While PostgreSQL has always been highly-extensible, and while that has already been exploited in a myriad of innovative ways, it was not previously possible to manage the resulting database objects as a logical whole. The newly-developed capability to do just that will form the basis of the PGXN project, a community-led effort to create a central repository of PostgreSQL extension libraries. PGXN is anticipated to provide the PostgreSQL community with facilities that are similar to those CPAN provides the Perl community: a purpose-built automated software installer with a central, authoritative repository.
PostgreSQL 9.1 sees the continuation of 2ndQuadrant consultant Gregory Smith’s incremental improvements to write performance and server configurability, informed by vast experience in optimising for write-heavy workloads. Greg worked on the removal of duplicate fysnc() requests (requests to the operating system to flush dirtied buffers to permanent storage, in order to satisfy the aforementioned durability requirement), greatly improving performance under heavy write loads. Greg also simplified the configuration of the server, with the addition of a simple though highly efficacious heuristic for automatically setting the value of wal_buffers.
Greg displays an article he wrote for PostgreSQL magazine, while attending the 2011 PostgreSQL developer's meeting (Picture: O. Bartunov)
The introduction of an SQL/MED (Management of External Data) implementation in PostgreSQL 9.1, a part of the SQL standard that described how databases should interact with data stored outside the database, has many useful applications. It allows the user to define “Foreign Tables” - tables that can be queried like any other, but in fact represent arbitrary external sources of data such as CSV files, tables in some other RDBMS, or even a Twitter feed.
True serialisability, another world first, will be introduced in PostgreSQL 9.1. As of and from that release, the SQL standard SERIALIZABLE isolation level (the highest level available) in PostgreSQL will behave serially according to the strict mathematical definition: there will be apparent serial execution of statements. In particular, the “leaks” in the illusion of serial execution that could previously occur at that isolation level and still may occur in other MVCC databases like Oracle® Database, in the form of write-skew anomalies are no longer seen. Thanks to the work of Kevin Grittner, database administrator for the Wisconsin State Courts, MIT graduate student Dan Ports, and the progressive research of Michael James Cahill, the PostgreSQL implementation accomplishes this feat remarkably efficiently, without causing additional blocking or deadlocks in transactions as compared to the previous SERIALIZABLE isolation level implementation.

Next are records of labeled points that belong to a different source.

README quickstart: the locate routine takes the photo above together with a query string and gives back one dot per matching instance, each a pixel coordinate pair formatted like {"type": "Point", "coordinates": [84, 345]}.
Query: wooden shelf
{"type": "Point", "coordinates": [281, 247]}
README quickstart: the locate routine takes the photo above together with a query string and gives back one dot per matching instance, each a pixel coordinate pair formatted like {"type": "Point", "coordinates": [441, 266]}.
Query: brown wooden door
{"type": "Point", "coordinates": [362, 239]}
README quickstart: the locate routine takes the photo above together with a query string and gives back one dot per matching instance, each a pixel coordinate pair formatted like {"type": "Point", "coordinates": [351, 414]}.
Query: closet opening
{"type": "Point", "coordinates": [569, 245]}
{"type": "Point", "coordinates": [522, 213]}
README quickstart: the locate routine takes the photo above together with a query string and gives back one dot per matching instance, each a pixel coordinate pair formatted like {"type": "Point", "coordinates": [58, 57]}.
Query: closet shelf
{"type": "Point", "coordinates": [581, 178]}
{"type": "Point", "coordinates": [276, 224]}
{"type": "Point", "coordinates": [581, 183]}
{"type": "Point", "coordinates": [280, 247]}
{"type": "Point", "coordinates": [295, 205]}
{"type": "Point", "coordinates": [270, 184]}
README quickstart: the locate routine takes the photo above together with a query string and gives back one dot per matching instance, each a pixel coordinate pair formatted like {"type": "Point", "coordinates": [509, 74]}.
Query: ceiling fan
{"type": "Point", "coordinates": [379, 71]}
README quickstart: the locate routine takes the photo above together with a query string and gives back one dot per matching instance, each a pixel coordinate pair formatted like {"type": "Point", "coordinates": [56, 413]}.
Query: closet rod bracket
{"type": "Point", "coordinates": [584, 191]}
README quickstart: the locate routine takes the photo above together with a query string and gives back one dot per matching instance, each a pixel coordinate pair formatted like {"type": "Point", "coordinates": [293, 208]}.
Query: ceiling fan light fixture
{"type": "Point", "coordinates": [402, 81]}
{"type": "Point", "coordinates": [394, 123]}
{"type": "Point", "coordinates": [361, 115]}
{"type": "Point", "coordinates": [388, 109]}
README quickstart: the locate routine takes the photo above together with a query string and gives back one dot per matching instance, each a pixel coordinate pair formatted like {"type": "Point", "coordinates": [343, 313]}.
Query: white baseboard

WITH queries, or queries with Common Table Expressions, are enhanced in a way not seen in or anticipated by any other RDBMS. WITH queries are a useful, standard SQL construct through which it is possible to define intermediary tables that do not persists beyond a single statement, to break up a complicated query into multiple parts. They can be used to perform sophisticated computations on tree structures through the use of recursion, and have found many novel applications.
2ndQuadrant’s Marko Tikkaja has enhanced WITH queries to be writeable too, by introducing Writeable CTEs. This enables various useful patterns, such as moving records from one table to another within a single, atomic statement/snapshot. Techniques like these have found wide applicability, as for example in partition management, where swathes of records must be moved to a new child table.